Can't leave it alone

Here I am again, watching the DVD my father-in-law made and I keep playing a section of my wife - then my girlfriend. They had gone to St. Martinz - some island in South America - I believe. Anyway, there are people there sunbathing nude. Well, my father-in-law took many opportunities to film these people. There is one time when he is filming a gal sunbathing topless and then he scans to his left for a close up of my wife smiling, then shaking her head and ends with her hand over her face as if to convey, "Dad you are pathetic. I don't know you." But she looked so adorable doing it. Man I want to go back. Her at 16...so long ago. It absolutely makes tears well up in my eyes. I am the one who is pathetic. But I cant seem to help it.

Passing time continued

I am married. I have been married for over 12 years to someone I have been with for 18 years as of March 18th, 2008. We met in high school - my senior year her sophomore year. It just amazes me all the time that has passed. The surprising thing is I have at least two others from my class who have been together just as long and the other longer - one happens to be my ex-girlfriend that I dated for two years in high school. But looking back only brings tears.

I just can't believe that I it has been 18 years. I graduated at 18 and now I have been out of school for 18 years. The age old question where did the years go? My wife's father recently put a vacation they went on when she was 16 on DVD - we had been dating 10 months at that time - and when I watch it and my heart just wrenchs. To see my wife so young, so sweet and I was her boyfriend at the time. It is so wonderful and sad to see. It is so weird to be in this situation. It is not like many people who meet in college or later and get married. They see old photographs of their spouses and they weren't a part of their lives. I was! I have been with my wife more that she has been without me!

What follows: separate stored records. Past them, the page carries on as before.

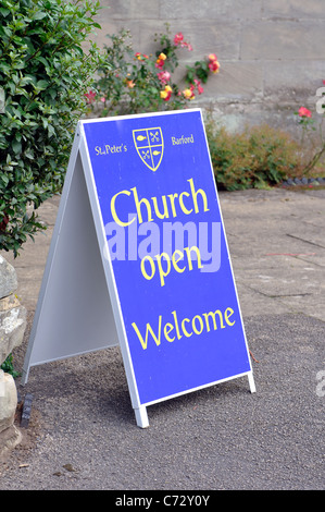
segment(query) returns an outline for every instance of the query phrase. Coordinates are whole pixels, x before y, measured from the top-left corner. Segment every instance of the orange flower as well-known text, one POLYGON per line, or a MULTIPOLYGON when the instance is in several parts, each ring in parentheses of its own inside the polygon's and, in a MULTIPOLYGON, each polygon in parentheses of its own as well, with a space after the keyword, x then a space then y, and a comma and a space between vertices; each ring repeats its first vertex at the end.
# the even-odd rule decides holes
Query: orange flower
POLYGON ((166 85, 165 88, 160 92, 160 97, 164 101, 168 101, 168 99, 171 99, 172 93, 173 93, 172 87, 170 85, 166 85))
POLYGON ((190 87, 188 89, 184 89, 183 90, 183 96, 186 98, 186 99, 195 99, 195 93, 193 93, 193 88, 190 87))
POLYGON ((212 73, 218 73, 220 63, 217 62, 217 60, 211 61, 208 65, 209 70, 212 71, 212 73))
POLYGON ((166 56, 164 53, 161 53, 155 61, 155 64, 154 64, 155 68, 159 68, 161 70, 165 63, 165 60, 166 60, 166 56))
POLYGON ((305 107, 300 107, 298 110, 298 115, 300 115, 300 118, 311 118, 312 113, 305 107))

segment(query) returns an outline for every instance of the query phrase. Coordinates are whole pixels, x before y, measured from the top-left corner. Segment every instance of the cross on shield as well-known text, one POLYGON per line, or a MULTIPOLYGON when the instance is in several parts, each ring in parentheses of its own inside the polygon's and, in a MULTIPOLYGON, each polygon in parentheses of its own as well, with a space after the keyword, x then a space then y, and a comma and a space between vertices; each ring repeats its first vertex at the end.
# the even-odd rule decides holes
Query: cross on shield
POLYGON ((151 169, 151 171, 157 171, 164 153, 164 139, 161 129, 148 127, 134 130, 133 136, 137 153, 142 162, 151 169))

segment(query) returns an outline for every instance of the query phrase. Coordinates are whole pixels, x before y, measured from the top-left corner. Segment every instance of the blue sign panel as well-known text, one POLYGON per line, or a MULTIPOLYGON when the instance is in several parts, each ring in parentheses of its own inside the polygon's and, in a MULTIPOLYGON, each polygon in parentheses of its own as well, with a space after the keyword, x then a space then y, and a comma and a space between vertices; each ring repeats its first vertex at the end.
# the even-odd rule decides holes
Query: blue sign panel
POLYGON ((140 403, 251 371, 201 111, 83 126, 140 403))

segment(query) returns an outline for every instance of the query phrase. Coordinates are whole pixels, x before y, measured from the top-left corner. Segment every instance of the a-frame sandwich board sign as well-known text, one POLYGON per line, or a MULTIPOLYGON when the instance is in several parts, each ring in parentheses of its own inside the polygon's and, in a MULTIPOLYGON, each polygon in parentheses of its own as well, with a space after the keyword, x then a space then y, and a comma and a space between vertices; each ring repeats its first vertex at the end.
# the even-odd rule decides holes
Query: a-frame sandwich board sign
POLYGON ((140 427, 162 400, 255 391, 200 109, 78 123, 22 383, 116 344, 140 427))

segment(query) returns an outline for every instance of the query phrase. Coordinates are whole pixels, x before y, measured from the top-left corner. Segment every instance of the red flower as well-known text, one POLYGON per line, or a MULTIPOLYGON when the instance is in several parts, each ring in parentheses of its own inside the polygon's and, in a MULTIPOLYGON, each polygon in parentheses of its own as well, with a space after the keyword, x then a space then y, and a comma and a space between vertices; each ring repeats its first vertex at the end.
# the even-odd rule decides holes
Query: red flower
POLYGON ((300 109, 298 110, 298 115, 300 118, 311 118, 312 113, 305 107, 300 107, 300 109))
POLYGON ((171 73, 168 71, 161 71, 157 74, 157 76, 163 85, 165 85, 171 80, 171 73))
POLYGON ((93 103, 96 94, 92 90, 89 90, 89 93, 85 93, 85 96, 87 103, 93 103))
POLYGON ((174 37, 174 44, 177 46, 179 45, 179 42, 182 42, 184 39, 184 36, 182 34, 182 32, 178 32, 178 34, 175 35, 174 37))
POLYGON ((161 53, 161 54, 159 56, 159 58, 157 59, 157 61, 155 61, 155 64, 154 64, 155 68, 158 68, 159 70, 161 70, 162 66, 163 66, 164 63, 165 63, 165 60, 166 60, 166 56, 165 56, 164 53, 161 53))
POLYGON ((160 97, 164 100, 164 101, 168 101, 168 99, 171 99, 171 96, 172 96, 172 93, 173 93, 173 89, 170 85, 166 85, 164 90, 161 90, 160 92, 160 97))

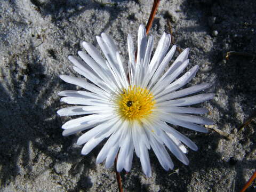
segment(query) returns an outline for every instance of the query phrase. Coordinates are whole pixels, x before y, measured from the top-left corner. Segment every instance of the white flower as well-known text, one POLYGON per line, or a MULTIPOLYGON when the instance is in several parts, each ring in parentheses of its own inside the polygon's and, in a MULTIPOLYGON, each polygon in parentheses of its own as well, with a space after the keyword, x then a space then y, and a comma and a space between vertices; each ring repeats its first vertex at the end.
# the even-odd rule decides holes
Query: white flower
POLYGON ((197 150, 197 147, 167 123, 207 132, 198 124, 212 124, 213 122, 190 114, 204 114, 208 110, 183 106, 204 102, 214 95, 201 93, 187 96, 208 88, 208 83, 179 90, 195 76, 198 69, 195 66, 177 79, 189 63, 189 49, 185 49, 164 73, 176 47, 174 45, 167 51, 171 36, 164 33, 150 60, 153 37, 149 36, 147 39, 145 28, 141 25, 138 35, 137 59, 131 36, 128 35, 129 71, 125 71, 116 46, 109 36, 102 33, 97 39, 107 60, 94 46, 86 42, 83 42, 83 45, 87 54, 78 52, 83 61, 74 57, 68 57, 74 65, 74 69, 91 82, 60 76, 65 82, 85 90, 59 93, 59 95, 64 97, 61 101, 78 106, 61 109, 58 114, 61 116, 86 115, 64 124, 63 135, 91 129, 77 140, 78 145, 85 143, 82 150, 83 155, 109 138, 97 156, 97 163, 105 161, 106 167, 110 167, 119 151, 118 172, 123 169, 126 171, 131 170, 134 149, 147 177, 151 174, 148 155, 150 148, 165 170, 174 166, 166 148, 188 165, 189 161, 185 155, 187 149, 183 144, 194 150, 197 150))

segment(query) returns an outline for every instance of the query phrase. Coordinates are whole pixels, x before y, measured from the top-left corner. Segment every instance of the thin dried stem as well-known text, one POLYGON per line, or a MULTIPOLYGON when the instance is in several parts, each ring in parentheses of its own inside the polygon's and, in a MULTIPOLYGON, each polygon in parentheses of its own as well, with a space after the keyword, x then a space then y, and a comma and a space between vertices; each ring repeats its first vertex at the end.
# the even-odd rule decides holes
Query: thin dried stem
POLYGON ((123 187, 122 186, 122 180, 120 172, 118 172, 116 169, 116 164, 117 163, 117 158, 118 157, 118 154, 116 155, 116 158, 115 159, 115 171, 116 171, 116 179, 117 180, 117 184, 118 185, 118 189, 119 192, 123 192, 123 187))
POLYGON ((256 55, 254 54, 249 53, 243 52, 237 52, 237 51, 229 51, 228 52, 226 55, 226 59, 228 60, 229 59, 229 56, 231 55, 239 55, 239 56, 245 56, 249 57, 252 57, 252 59, 254 59, 256 57, 256 55))
POLYGON ((231 140, 233 139, 234 136, 231 134, 227 133, 226 132, 219 130, 218 128, 215 127, 214 126, 211 125, 205 125, 205 127, 211 129, 214 131, 216 133, 219 133, 220 135, 228 139, 231 140))
MULTIPOLYGON (((170 30, 170 34, 171 35, 171 42, 173 44, 175 45, 175 41, 174 41, 174 37, 173 37, 173 35, 172 34, 172 25, 171 25, 171 21, 170 18, 168 18, 167 19, 167 23, 168 24, 168 27, 169 27, 169 30, 170 30)), ((179 53, 181 53, 181 50, 180 49, 180 47, 177 46, 177 50, 179 51, 179 53)))
POLYGON ((244 192, 245 191, 245 190, 247 189, 248 187, 250 187, 251 184, 252 183, 252 181, 256 178, 256 171, 254 172, 254 173, 252 175, 252 176, 251 177, 250 180, 248 181, 248 182, 245 184, 244 187, 242 189, 242 190, 240 191, 240 192, 244 192))
POLYGON ((254 110, 253 112, 252 115, 248 118, 248 119, 245 121, 245 122, 243 123, 238 128, 238 131, 241 131, 243 128, 244 128, 245 126, 248 125, 249 124, 251 123, 251 122, 256 118, 256 110, 254 110))
POLYGON ((160 0, 154 0, 153 6, 151 10, 150 15, 149 15, 149 18, 148 20, 148 23, 146 26, 146 33, 147 35, 148 35, 149 32, 149 29, 150 29, 151 26, 152 26, 152 23, 153 23, 154 18, 156 13, 156 11, 157 10, 157 7, 158 7, 159 3, 160 3, 160 0))
MULTIPOLYGON (((160 3, 160 0, 154 0, 153 6, 151 10, 150 15, 149 15, 149 18, 148 19, 147 26, 146 26, 146 33, 147 35, 148 35, 149 29, 152 26, 152 23, 153 23, 154 18, 155 18, 155 15, 156 15, 156 11, 157 10, 157 7, 158 7, 159 3, 160 3)), ((136 51, 136 52, 135 53, 135 59, 137 58, 137 51, 136 51)), ((129 73, 127 75, 128 75, 128 79, 130 81, 130 77, 129 77, 129 73)), ((115 169, 116 171, 117 183, 118 185, 119 191, 123 192, 123 187, 122 186, 121 176, 120 175, 120 173, 118 172, 116 169, 116 164, 117 163, 118 157, 118 154, 117 154, 117 155, 116 155, 116 158, 115 159, 115 169)))

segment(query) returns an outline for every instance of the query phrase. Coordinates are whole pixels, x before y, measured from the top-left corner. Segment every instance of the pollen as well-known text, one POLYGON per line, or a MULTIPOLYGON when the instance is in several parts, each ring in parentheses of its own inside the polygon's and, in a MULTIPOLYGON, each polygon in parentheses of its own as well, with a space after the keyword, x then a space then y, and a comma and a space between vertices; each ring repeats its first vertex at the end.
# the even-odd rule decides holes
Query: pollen
POLYGON ((146 89, 130 86, 117 97, 118 113, 129 120, 140 120, 152 113, 155 103, 154 97, 146 89))

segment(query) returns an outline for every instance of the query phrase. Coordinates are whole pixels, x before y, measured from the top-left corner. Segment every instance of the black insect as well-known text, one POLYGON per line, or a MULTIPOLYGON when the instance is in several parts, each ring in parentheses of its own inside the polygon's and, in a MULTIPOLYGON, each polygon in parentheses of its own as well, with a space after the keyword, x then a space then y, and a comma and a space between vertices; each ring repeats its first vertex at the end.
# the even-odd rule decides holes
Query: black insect
POLYGON ((133 102, 133 101, 129 101, 126 103, 126 106, 127 106, 128 107, 131 107, 133 102))

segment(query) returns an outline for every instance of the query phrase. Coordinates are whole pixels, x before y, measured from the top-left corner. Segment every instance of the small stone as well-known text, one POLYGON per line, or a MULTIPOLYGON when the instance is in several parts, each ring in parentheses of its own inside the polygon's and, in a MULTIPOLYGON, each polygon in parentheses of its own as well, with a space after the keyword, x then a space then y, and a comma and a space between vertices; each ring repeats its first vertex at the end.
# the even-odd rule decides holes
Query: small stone
POLYGON ((216 17, 210 17, 208 19, 208 23, 210 26, 212 26, 216 21, 216 17))
POLYGON ((218 31, 216 30, 214 30, 213 31, 212 31, 212 36, 214 37, 217 37, 218 36, 218 31))

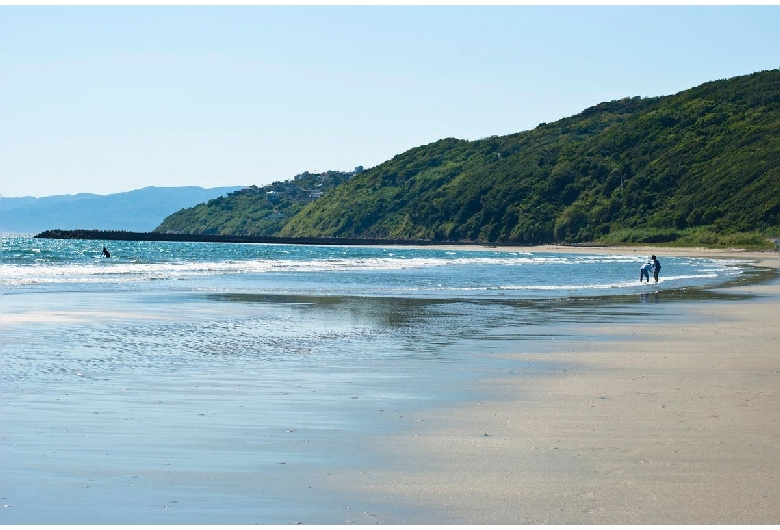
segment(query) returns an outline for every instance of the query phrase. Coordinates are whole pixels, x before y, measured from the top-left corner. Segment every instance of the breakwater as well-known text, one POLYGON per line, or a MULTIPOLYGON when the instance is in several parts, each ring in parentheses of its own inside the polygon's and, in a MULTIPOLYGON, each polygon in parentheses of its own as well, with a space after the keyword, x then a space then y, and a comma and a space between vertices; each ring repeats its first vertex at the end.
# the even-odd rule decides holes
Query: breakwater
POLYGON ((345 237, 233 236, 221 234, 164 234, 124 230, 46 230, 38 239, 90 239, 101 241, 180 241, 188 243, 270 243, 277 245, 469 245, 473 242, 423 239, 372 239, 345 237))

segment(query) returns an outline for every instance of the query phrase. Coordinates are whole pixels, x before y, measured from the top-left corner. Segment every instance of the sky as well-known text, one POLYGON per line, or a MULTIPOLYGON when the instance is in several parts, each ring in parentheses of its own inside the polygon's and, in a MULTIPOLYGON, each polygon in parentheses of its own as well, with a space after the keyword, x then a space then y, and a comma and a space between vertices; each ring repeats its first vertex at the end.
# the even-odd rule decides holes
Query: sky
POLYGON ((0 5, 0 195, 262 186, 780 67, 780 5, 0 5))

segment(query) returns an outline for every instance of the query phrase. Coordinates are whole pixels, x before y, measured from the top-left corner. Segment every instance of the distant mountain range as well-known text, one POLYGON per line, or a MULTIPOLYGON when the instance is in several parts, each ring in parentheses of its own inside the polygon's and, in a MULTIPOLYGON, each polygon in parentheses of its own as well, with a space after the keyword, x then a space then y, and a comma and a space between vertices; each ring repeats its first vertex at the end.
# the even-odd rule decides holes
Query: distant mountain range
POLYGON ((34 234, 51 229, 148 232, 167 216, 242 189, 155 187, 110 195, 79 193, 49 197, 0 198, 0 232, 34 234))

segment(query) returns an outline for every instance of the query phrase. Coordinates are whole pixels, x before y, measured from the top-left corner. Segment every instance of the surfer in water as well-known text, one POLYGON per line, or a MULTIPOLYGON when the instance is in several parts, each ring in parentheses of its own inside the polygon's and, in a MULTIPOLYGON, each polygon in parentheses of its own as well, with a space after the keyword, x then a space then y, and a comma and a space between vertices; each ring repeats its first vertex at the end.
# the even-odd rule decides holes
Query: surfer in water
POLYGON ((642 278, 647 278, 647 283, 650 283, 650 269, 652 268, 653 264, 649 261, 642 265, 642 268, 639 269, 639 283, 642 283, 642 278))
MULTIPOLYGON (((655 278, 655 283, 658 283, 658 273, 661 272, 661 262, 658 261, 658 258, 655 257, 655 255, 651 256, 653 260, 653 278, 655 278)), ((647 280, 648 282, 650 280, 647 280)))

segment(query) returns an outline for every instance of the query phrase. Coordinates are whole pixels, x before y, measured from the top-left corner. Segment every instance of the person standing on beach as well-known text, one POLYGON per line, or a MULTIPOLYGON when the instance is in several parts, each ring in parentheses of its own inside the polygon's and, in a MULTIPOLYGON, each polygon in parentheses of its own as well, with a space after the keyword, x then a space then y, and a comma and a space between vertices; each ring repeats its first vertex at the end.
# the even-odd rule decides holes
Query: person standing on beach
POLYGON ((649 261, 642 265, 642 268, 639 269, 639 283, 642 283, 642 278, 647 278, 647 283, 650 283, 650 269, 652 268, 653 264, 649 261))
MULTIPOLYGON (((653 278, 655 279, 655 283, 658 283, 658 273, 661 272, 661 262, 658 261, 658 258, 655 257, 655 254, 652 256, 653 258, 653 278)), ((648 282, 650 280, 647 280, 648 282)))

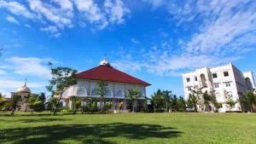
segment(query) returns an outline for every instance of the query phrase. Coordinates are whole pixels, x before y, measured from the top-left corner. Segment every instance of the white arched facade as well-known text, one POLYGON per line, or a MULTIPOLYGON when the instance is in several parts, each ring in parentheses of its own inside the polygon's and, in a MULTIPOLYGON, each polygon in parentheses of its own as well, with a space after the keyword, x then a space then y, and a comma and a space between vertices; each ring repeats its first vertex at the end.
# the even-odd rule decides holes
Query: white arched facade
POLYGON ((76 95, 77 96, 87 96, 86 88, 84 88, 84 86, 79 87, 79 89, 77 89, 76 95))
POLYGON ((115 95, 115 97, 117 98, 124 98, 125 97, 125 93, 121 89, 118 89, 115 95))
POLYGON ((100 95, 97 94, 96 88, 92 89, 90 91, 90 96, 91 97, 100 97, 100 95))

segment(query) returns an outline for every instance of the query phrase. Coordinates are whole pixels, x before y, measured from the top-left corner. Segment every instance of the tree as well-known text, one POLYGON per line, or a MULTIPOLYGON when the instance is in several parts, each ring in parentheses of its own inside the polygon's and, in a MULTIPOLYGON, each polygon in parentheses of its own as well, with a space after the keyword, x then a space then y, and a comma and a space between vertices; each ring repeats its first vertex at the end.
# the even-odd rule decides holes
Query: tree
POLYGON ((169 90, 162 91, 162 97, 163 97, 163 100, 166 102, 166 112, 169 112, 169 103, 170 103, 172 95, 172 91, 169 91, 169 90))
POLYGON ((197 103, 198 103, 198 99, 197 96, 195 95, 189 95, 189 99, 187 101, 187 104, 190 108, 194 108, 194 112, 197 112, 197 103))
POLYGON ((14 95, 10 100, 10 107, 12 108, 11 115, 15 115, 15 111, 20 107, 22 98, 20 95, 14 95))
POLYGON ((49 100, 49 102, 47 104, 47 110, 50 110, 51 112, 54 112, 54 108, 57 107, 58 99, 55 97, 51 97, 49 100))
MULTIPOLYGON (((49 62, 49 66, 52 64, 49 62)), ((53 113, 55 114, 60 106, 63 93, 71 86, 77 84, 76 73, 77 70, 68 67, 51 67, 52 79, 49 80, 49 85, 46 89, 52 93, 52 95, 59 95, 56 106, 53 113)))
POLYGON ((109 109, 112 107, 112 102, 108 101, 108 102, 106 102, 104 104, 104 112, 106 112, 107 113, 109 112, 109 109))
POLYGON ((130 99, 132 102, 132 112, 135 112, 135 101, 137 99, 143 96, 141 91, 138 90, 138 87, 135 86, 133 89, 128 89, 128 94, 125 95, 125 98, 130 99))
POLYGON ((102 101, 103 101, 104 95, 108 91, 108 84, 105 80, 101 79, 100 81, 97 82, 97 85, 98 85, 98 87, 96 88, 96 93, 97 93, 97 95, 100 95, 100 107, 101 107, 101 112, 102 112, 102 101))
POLYGON ((73 114, 76 113, 76 102, 77 102, 77 98, 75 95, 73 95, 70 97, 70 101, 72 101, 72 110, 73 110, 73 114))
POLYGON ((6 101, 4 101, 4 95, 0 93, 0 111, 5 107, 6 101))
POLYGON ((217 109, 215 112, 218 112, 219 108, 222 107, 222 103, 218 102, 216 99, 215 91, 210 91, 211 102, 213 104, 214 107, 217 109))
POLYGON ((239 99, 239 101, 243 110, 253 112, 256 105, 256 95, 253 90, 249 90, 246 94, 242 95, 242 96, 239 99))
POLYGON ((224 95, 225 97, 225 104, 230 106, 230 112, 231 112, 231 108, 234 107, 236 101, 233 100, 233 95, 230 95, 226 90, 224 91, 224 95))
POLYGON ((186 111, 186 101, 183 96, 180 96, 177 100, 178 108, 183 109, 184 112, 186 111))
POLYGON ((119 113, 120 113, 121 108, 122 108, 122 107, 123 107, 123 101, 122 101, 122 102, 119 102, 118 107, 119 107, 119 113))
POLYGON ((33 112, 34 109, 37 107, 37 105, 39 104, 41 101, 39 101, 38 95, 32 95, 29 97, 29 108, 32 110, 32 113, 33 112))
POLYGON ((154 95, 151 95, 151 98, 145 97, 147 100, 149 100, 150 104, 153 106, 154 112, 156 112, 158 105, 162 100, 162 92, 160 89, 158 89, 156 92, 154 92, 154 95))
POLYGON ((40 102, 36 105, 34 111, 38 111, 38 112, 44 111, 45 105, 47 103, 47 97, 45 95, 45 93, 42 92, 38 95, 38 101, 40 101, 40 102))
POLYGON ((209 107, 212 101, 212 97, 208 94, 207 90, 202 94, 202 99, 203 99, 204 110, 209 112, 210 111, 209 107))
POLYGON ((30 97, 31 97, 30 94, 23 96, 22 103, 26 104, 25 110, 24 110, 25 112, 26 112, 27 108, 29 107, 30 97))
POLYGON ((2 56, 2 51, 3 50, 3 49, 0 49, 0 56, 2 56))
POLYGON ((178 101, 176 95, 172 96, 170 103, 172 109, 174 111, 178 111, 178 101))

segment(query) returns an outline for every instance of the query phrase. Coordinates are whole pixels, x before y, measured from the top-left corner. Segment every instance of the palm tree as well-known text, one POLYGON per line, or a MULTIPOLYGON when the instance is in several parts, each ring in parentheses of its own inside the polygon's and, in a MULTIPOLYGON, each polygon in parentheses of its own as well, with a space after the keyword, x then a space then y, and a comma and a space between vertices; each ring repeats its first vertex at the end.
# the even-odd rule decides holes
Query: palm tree
POLYGON ((202 99, 205 111, 207 109, 207 112, 209 112, 210 102, 212 101, 212 98, 211 95, 208 94, 207 90, 202 94, 202 99))
POLYGON ((224 91, 224 95, 225 97, 225 104, 230 106, 230 112, 231 112, 231 108, 236 105, 236 101, 233 100, 233 95, 230 95, 226 90, 224 91))
POLYGON ((22 101, 22 98, 20 95, 14 95, 10 101, 10 107, 12 108, 11 115, 15 115, 15 111, 20 107, 20 102, 22 101))
POLYGON ((32 109, 32 113, 33 113, 33 111, 36 108, 37 105, 41 101, 39 101, 39 95, 33 95, 29 98, 29 108, 32 109))
POLYGON ((30 94, 28 94, 27 95, 25 95, 24 97, 23 97, 23 100, 22 100, 22 104, 26 104, 26 107, 25 107, 25 110, 24 110, 24 112, 26 112, 26 110, 27 110, 27 108, 28 108, 28 107, 29 107, 29 104, 30 104, 30 94))
POLYGON ((253 94, 253 91, 250 90, 247 93, 243 94, 241 98, 240 98, 240 103, 243 108, 253 112, 253 109, 256 105, 256 95, 253 94))
POLYGON ((125 98, 130 99, 132 102, 132 112, 135 111, 135 101, 137 99, 143 96, 143 94, 141 91, 138 90, 138 87, 135 86, 133 89, 128 89, 128 94, 125 95, 125 98))
POLYGON ((6 101, 4 101, 4 96, 0 93, 0 111, 5 107, 6 101))
POLYGON ((189 95, 187 104, 189 107, 194 108, 194 112, 197 112, 198 99, 195 95, 189 95))
POLYGON ((154 92, 154 95, 151 95, 151 98, 145 97, 147 100, 149 100, 149 102, 153 106, 154 112, 156 111, 157 105, 160 103, 162 99, 162 93, 160 89, 158 89, 157 92, 154 92))
POLYGON ((3 50, 3 49, 0 49, 0 56, 2 56, 2 50, 3 50))
POLYGON ((162 91, 162 97, 166 102, 166 112, 169 112, 169 102, 171 101, 172 98, 172 91, 170 90, 164 90, 162 91))
POLYGON ((170 104, 171 107, 174 109, 174 111, 178 111, 178 100, 176 95, 171 97, 170 104))
POLYGON ((182 108, 184 112, 186 111, 186 101, 183 96, 180 96, 177 100, 178 108, 182 108))
POLYGON ((72 110, 73 110, 73 113, 75 114, 76 113, 76 102, 77 102, 77 98, 75 95, 73 95, 70 97, 70 101, 72 101, 72 110))

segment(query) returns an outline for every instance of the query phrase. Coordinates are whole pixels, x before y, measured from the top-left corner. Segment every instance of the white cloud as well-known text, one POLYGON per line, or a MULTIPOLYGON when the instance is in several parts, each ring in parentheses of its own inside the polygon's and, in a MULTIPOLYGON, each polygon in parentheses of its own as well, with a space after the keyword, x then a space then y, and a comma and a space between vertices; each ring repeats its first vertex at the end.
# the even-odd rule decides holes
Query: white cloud
POLYGON ((100 29, 108 26, 105 14, 92 0, 74 0, 78 9, 84 14, 90 23, 95 23, 100 29))
POLYGON ((55 26, 49 26, 48 27, 40 28, 40 31, 46 32, 50 33, 50 37, 59 37, 61 36, 61 33, 59 32, 59 30, 55 26))
POLYGON ((5 60, 9 63, 9 69, 14 73, 22 76, 36 76, 41 78, 51 78, 50 70, 47 66, 51 59, 39 59, 36 57, 10 57, 5 60))
POLYGON ((52 0, 58 3, 61 9, 73 11, 73 3, 70 0, 52 0))
MULTIPOLYGON (((2 89, 18 89, 24 85, 24 81, 0 79, 0 88, 2 89)), ((40 83, 27 83, 29 88, 40 88, 43 87, 43 84, 40 83)))
POLYGON ((28 19, 34 18, 34 15, 24 5, 15 1, 5 2, 0 0, 0 8, 6 8, 9 11, 16 15, 21 15, 28 19))
POLYGON ((125 7, 121 0, 115 0, 113 3, 111 0, 105 0, 105 11, 109 14, 109 21, 113 24, 121 24, 125 21, 124 16, 130 14, 130 9, 125 7))
POLYGON ((24 26, 25 26, 25 27, 31 28, 31 26, 28 24, 25 24, 24 26))
MULTIPOLYGON (((60 28, 71 25, 70 18, 73 17, 71 9, 67 11, 67 8, 55 8, 49 4, 44 3, 40 0, 29 0, 30 9, 39 15, 44 15, 48 20, 55 23, 60 28)), ((61 2, 58 3, 61 3, 61 2)))
POLYGON ((57 27, 52 26, 49 26, 45 27, 45 28, 40 28, 40 31, 49 32, 51 33, 58 32, 57 27))
POLYGON ((135 39, 134 37, 132 37, 132 38, 131 39, 131 42, 133 43, 136 43, 136 44, 140 43, 140 41, 135 39))
POLYGON ((152 4, 154 9, 162 6, 166 3, 166 0, 143 0, 143 2, 152 4))
POLYGON ((6 73, 6 72, 0 70, 0 75, 3 75, 5 73, 6 73))
POLYGON ((18 22, 18 21, 16 20, 16 19, 14 18, 13 16, 8 15, 8 16, 6 17, 6 20, 7 20, 8 21, 9 21, 9 22, 12 22, 12 23, 15 23, 15 24, 18 24, 18 25, 19 25, 19 22, 18 22))
POLYGON ((118 70, 123 72, 135 72, 140 71, 142 69, 142 65, 137 62, 131 62, 130 60, 119 60, 113 61, 111 64, 113 67, 117 68, 118 70))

She doesn't understand my longing for that time again. She is mature on the subject and has accepted that time marches on. She has decided to try and enjoy the now. I tell myself such things, but it is so hard. Perhaps in my case impossible. It is not just my wife. I look at her sisters - all the same age mind you. How? Well, one is a step-sister and the other is a twin. Voila, we have three sisters the same age. So I was there to see them grow up, marry, and have children. Her father was 45 when we met now 63. It is scary. I miss them being young. I miss being younger.

This is a little off point, but I believe one of the many reasons I long for the past besides the insecurity of the future for sure, but all the mistakes I have made just eat me up. Don't get me wrong I am good person. I just have fell short in so many ways. I have always wanted to be a teacher. I have many credits - no teaching degree. I have a computer degree, but it is not what I want to do.


There are so many reason for this. Perhaps I will in time flesh it out on this blog. Who knows? Anyway this is just one of my many random thoughts or situations that bring out such feelings. There will be plenty more. Plus, I will reveal many more of my own faults as well.